営業チームが先月の提案資料を探すのに 30 分。経営企画が四半期レポートの元データを 3 つのシステムから手作業でかき集める。エンジニアが過去の障害対応ログを Slack で延々スクロールする。こうした「データのサイロ化」は、組織の生産性を確実に蝕んでいます。
もちろん、既存の BI ツールやエンタープライズサーチを導入して対処する手段はあります。しかし、リサーチ・BI・ワークフロー自動化がそれぞれ別のサービスとして存在していると、ツール間のコンテキストスイッチが新たな非効率を生んでしまいます。
2025 年末に AWS が発表した Amazon Quick は、まさにこの課題に対するアンサーとして登場しました。リサーチ、BI、自動化を一つの AI ワークスペースに統合するという、かなり野心的なサービスです。そして 2026 年 3 月、ついに アジアパシフィック(東京)リージョンでの提供が開始 されました。
本記事では、Amazon Quick の機能概要から東京リージョン提供の意義、導入ステップ、具体的なユースケース、そして注意すべきアンチパターンまで、包括的に解説します。
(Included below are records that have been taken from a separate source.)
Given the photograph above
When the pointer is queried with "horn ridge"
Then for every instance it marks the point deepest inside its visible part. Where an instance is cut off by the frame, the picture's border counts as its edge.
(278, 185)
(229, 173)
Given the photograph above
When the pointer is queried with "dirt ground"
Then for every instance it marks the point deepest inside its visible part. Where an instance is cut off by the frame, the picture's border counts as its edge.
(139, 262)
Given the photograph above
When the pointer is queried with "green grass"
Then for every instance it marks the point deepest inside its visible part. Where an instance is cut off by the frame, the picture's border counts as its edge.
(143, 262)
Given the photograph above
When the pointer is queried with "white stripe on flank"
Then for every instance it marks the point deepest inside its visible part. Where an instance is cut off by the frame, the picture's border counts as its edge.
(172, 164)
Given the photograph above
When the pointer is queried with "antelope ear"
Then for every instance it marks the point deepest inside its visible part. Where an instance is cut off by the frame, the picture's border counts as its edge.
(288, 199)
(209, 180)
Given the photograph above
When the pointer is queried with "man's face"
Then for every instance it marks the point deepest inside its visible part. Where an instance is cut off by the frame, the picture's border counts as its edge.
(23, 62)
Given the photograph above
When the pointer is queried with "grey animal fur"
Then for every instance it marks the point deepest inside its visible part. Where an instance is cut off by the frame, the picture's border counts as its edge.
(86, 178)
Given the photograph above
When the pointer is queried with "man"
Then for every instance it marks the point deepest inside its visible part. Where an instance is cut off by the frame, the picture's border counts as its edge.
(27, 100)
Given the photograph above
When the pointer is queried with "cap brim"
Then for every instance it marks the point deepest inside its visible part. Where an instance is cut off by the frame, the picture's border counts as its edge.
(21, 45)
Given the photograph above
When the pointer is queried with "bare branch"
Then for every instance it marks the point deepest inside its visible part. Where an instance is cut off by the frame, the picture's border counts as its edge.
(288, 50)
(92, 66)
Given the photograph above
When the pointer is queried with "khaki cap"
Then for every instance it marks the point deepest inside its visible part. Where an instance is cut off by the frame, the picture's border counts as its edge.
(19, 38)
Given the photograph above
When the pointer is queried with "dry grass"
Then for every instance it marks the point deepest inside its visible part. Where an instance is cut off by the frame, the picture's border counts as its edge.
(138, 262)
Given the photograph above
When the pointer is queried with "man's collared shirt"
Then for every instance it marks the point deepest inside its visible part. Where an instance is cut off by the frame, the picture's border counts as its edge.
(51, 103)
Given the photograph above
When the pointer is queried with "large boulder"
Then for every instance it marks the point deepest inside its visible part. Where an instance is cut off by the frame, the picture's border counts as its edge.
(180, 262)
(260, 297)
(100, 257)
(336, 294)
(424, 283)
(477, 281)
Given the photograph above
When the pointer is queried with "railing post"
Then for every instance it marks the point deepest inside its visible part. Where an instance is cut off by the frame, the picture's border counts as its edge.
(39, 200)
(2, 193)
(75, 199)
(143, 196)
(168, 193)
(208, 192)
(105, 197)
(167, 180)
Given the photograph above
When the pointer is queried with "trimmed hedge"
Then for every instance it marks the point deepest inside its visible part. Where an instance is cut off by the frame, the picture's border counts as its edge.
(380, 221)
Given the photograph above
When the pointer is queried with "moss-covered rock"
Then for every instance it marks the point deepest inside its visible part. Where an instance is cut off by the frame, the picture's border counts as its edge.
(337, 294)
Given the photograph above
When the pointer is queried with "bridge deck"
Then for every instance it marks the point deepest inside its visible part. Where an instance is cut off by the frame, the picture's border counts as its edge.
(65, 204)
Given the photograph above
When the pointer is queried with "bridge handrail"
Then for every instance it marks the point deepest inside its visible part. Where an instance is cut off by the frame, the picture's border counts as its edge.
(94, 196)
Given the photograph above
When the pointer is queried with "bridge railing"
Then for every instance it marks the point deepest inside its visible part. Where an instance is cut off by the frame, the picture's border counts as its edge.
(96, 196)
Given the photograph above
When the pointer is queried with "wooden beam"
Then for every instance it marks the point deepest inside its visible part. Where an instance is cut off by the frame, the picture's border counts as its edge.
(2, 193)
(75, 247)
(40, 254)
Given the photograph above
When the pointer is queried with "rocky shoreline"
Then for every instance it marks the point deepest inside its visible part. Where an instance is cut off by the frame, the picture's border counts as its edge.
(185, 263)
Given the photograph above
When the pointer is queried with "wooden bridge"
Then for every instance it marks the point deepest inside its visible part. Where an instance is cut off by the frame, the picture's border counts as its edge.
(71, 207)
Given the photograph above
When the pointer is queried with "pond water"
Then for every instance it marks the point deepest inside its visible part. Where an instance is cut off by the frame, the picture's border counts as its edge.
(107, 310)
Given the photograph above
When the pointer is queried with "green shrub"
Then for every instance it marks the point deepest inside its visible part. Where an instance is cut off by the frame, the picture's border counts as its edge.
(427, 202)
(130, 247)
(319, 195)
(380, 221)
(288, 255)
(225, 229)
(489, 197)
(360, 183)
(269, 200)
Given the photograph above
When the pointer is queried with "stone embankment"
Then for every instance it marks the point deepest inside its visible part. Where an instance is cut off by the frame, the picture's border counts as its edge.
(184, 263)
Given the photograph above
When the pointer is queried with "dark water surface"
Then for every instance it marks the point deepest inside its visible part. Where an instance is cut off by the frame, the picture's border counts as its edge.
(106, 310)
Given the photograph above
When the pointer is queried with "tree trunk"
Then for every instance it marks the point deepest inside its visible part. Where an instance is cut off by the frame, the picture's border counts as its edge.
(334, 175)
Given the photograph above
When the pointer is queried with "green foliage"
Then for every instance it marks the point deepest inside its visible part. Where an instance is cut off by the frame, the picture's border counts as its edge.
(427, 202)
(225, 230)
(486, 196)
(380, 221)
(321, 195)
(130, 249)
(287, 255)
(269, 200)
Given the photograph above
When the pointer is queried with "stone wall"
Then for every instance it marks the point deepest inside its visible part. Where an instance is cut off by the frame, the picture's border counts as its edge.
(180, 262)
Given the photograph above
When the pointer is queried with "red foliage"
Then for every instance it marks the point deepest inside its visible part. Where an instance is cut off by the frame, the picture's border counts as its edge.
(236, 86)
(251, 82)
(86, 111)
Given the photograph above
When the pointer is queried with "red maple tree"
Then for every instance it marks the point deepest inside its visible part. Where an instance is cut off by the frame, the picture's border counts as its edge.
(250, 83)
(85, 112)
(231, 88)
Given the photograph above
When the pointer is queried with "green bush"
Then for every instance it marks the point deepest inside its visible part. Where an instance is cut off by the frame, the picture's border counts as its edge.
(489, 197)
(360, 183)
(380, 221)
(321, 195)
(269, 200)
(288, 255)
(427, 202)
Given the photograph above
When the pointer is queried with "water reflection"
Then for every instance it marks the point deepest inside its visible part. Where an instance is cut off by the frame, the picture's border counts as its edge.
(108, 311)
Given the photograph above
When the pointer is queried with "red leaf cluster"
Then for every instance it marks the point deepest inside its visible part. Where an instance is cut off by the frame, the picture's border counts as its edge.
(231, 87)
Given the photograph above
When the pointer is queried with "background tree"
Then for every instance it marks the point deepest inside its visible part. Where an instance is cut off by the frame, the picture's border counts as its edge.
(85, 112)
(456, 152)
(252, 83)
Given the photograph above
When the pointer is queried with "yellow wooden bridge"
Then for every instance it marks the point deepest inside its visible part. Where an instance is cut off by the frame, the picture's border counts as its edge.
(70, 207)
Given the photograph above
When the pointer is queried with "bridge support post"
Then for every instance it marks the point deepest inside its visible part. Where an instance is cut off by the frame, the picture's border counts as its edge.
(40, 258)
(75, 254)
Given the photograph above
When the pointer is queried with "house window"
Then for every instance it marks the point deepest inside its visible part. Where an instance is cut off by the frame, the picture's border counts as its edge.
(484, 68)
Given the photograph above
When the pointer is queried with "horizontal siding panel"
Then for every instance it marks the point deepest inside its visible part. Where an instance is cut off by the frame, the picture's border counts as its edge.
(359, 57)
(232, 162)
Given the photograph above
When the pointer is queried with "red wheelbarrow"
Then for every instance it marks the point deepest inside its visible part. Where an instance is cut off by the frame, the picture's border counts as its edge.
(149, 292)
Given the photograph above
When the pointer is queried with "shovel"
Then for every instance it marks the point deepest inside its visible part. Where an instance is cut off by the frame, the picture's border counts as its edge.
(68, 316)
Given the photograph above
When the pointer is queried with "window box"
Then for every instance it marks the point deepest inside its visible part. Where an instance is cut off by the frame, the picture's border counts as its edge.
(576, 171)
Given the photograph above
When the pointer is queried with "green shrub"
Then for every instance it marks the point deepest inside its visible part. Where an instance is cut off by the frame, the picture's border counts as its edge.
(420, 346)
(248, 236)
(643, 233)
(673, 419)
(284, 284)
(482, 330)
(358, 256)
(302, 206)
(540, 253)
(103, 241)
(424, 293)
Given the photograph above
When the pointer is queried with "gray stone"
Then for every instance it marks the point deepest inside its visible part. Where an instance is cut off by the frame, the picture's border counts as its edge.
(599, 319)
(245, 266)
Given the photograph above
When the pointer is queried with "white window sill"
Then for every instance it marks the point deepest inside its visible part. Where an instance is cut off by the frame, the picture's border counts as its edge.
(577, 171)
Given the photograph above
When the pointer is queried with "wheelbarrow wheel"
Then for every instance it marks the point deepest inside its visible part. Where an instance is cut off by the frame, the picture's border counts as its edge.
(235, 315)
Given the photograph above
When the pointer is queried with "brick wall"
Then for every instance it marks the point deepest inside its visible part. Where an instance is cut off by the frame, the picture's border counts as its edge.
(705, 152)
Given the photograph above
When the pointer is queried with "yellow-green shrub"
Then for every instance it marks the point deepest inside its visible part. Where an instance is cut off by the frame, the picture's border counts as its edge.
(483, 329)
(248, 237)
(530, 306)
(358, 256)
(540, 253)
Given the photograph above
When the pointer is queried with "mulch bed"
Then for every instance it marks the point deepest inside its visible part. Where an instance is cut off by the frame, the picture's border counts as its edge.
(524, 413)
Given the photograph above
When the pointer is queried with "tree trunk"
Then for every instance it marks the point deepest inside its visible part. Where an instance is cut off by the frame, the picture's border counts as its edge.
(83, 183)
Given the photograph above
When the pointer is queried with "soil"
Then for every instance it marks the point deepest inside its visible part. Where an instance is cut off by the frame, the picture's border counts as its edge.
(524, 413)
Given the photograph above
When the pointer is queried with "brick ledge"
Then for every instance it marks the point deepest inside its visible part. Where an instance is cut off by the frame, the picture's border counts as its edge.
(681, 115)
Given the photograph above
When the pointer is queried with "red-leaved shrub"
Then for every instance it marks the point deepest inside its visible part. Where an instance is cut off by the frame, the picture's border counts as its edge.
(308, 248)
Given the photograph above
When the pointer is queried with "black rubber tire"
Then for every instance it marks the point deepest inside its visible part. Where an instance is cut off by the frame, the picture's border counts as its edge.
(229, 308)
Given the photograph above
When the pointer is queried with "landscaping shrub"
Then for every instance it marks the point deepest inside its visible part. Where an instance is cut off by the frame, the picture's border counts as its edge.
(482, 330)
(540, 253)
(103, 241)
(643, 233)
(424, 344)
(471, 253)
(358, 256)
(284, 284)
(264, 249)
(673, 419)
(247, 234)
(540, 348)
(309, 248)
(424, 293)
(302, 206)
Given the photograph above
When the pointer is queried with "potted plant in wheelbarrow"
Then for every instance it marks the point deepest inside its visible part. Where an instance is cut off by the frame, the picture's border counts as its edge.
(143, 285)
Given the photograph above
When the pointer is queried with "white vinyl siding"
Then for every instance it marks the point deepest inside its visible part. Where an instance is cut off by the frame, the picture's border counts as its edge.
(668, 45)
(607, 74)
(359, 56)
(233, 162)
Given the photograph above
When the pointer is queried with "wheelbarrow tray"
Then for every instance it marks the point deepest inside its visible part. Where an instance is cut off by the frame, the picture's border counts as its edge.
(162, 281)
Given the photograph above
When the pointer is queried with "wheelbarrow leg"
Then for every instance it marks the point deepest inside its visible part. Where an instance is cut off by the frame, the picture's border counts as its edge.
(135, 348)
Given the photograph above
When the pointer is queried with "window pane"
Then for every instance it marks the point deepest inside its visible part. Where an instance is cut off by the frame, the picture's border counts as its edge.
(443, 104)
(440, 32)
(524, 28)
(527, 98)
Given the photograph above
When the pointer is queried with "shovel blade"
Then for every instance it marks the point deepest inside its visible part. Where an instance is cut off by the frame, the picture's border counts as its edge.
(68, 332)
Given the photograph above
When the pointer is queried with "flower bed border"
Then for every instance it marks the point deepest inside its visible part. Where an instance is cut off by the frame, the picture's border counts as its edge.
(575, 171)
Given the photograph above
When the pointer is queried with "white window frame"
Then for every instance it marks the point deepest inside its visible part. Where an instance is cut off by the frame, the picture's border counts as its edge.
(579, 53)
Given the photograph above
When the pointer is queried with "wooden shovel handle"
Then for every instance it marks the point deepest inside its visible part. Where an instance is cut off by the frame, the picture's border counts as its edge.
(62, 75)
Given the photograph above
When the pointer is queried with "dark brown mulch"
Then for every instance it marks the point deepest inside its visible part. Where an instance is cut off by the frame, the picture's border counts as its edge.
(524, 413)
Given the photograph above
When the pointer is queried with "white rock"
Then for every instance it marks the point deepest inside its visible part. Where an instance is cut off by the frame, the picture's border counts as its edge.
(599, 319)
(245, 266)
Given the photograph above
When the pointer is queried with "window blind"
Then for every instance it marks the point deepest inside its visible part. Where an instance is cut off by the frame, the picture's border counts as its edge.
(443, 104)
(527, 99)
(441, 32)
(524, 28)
Amazon Quick とは何か — エージェンティック AI ワークスペースの全貌
Amazon Quick は、AWS が提供するエージェンティック AI ワークスペースです。「エージェンティック」というのがポイントで、単にデータを検索したり可視化したりするだけではなく、AI エージェントが自律的にタスクを遂行するという設計思想を持っています。
ぶっちゃけ、名前を聞いただけだと Amazon QuickSight のリブランドかな?と思った方もいるかもしれません。実際には QuickSight の BI 機能はそのまま Quick Sight として統合されつつ、リサーチ、ナレッジベース構築、ワークフロー自動化、マルチエージェントオーケストレーションといった機能が新たに加わった、まったく新しいプラットフォームです。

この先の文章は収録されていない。